Finally!
Lord, I'd grown so damned tired of this place that I couldn't even be bothered to put ink to paper and write it all down. This place drains the life and soul out of a man. Surrounded by farmers, drunks and stinking tanners. Bree is a cesspit. I'd say this is where ambition comes to die, but to say anyone here had any ambition at all to begin with would be an outright lie. Nay, this is where people are born, live, and die, without seeing beyond the Brandywine or the Marshes.
Sorry to disappoint you Father, but your fairy stories are in fact just that. There's nothing left of value at all up here, and to try and start a commerce or trade would be folly. Any ruins would cost millions to rebuild, and they're all infected with bandits, orcs or worse... dwarves. I'm afraid the Old Kingdom is just that. There's very little chance of reclaiming anything in our great Name. Besides, there's a bunch of nitwits up here calling themselves "Rangers", who talk like the fools in the Swan City, claiming to be noble and that it is their land by right. Bunch of squatters, mourning over what their ancestors lost. To compare them to our rangers in Gondor would also be an insult. They merely roam around the barren lands, whilst ours are on the frontlines of a war day in and day out.
Ack! What I wouldn't GIVE to be home. I tried to control and liberate the locals of supplies by attempting to manage a ruin on the south road known as the Andrath, but the man I put in charge seems to have gone rogue. I try to keep a handle on him, but he's sending less supplies down the river to our homeland with each passing week, and it seems I have failed. No help from Gondor, and I secured no help from other sources. Our people may starve before this is over.
Hells, I make everything sound so grim. But I found the light! A glimmer of hope. A diamond in all this damned mud. I couldn't believe my luck when I bumped into her. The lady Drubainbess is here. What are the chances! Haha! Just when I was ready to give up, return home in shame and likely be shipped off to the ranks of the Batallion by my family in hopes of attempting to earn favour in Court, there she was.
She isn't the same as she was. She's quieter, more secluded, and more withdrawn. She has taken a liking to the peasant life, too. She'd forgotten who she was. Probably deliberately. But someone like that doesn't belong in the mudheap. It's easy to shine your light when everything's dulled around you, but she could change so much more higher up the ivory tower.

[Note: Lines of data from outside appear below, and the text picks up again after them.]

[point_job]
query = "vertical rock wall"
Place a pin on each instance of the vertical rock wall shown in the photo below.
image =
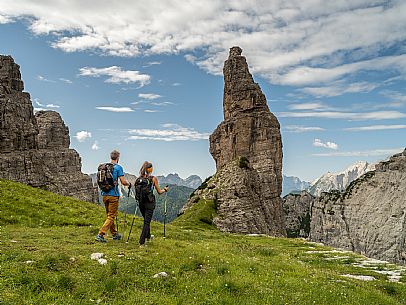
(34, 149)
(369, 217)
(248, 192)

I think she's exiled herself up here or something. I vaguely remember all the wanted posters in Gondor, but they were probably put up by half the boys in Gondor! I'm glad to see though that her fire hasn't waned. If anything, it's amplified. Many, like my pig-headed brother, will remember her flirtatious cheekiness, dazzling face and her ability to hold court so cleverly. I remember the girl who would punch the arrogant, jumped-up Swan Knights who looked down on us in the Vale. Who would rather be out there than in the parties. I remember the girl who wouldn't take any s**t from anyone, excuse my Sindarin.
She is the key. Father, if I ever make it home, I hope you have the sense to hear me out and not betray her in another pitiful attempt to try and pander to the Steward and the White City. She is the one woman both connected enough, knowledgeable enough and downright scary enough to turn our fortunes in this war. She may be the bricks that build our walls high to weather the storm. And she's agreed to return home to Gondor to aid us.
I only hope we're not too late in returning, as we suffer delays in departing up here. Some moronic ex-guard has been threatening the mob again, or something. I miss my home, and the streets of Tingobel.
I wonder if that hobbit lad fancies another flagon later?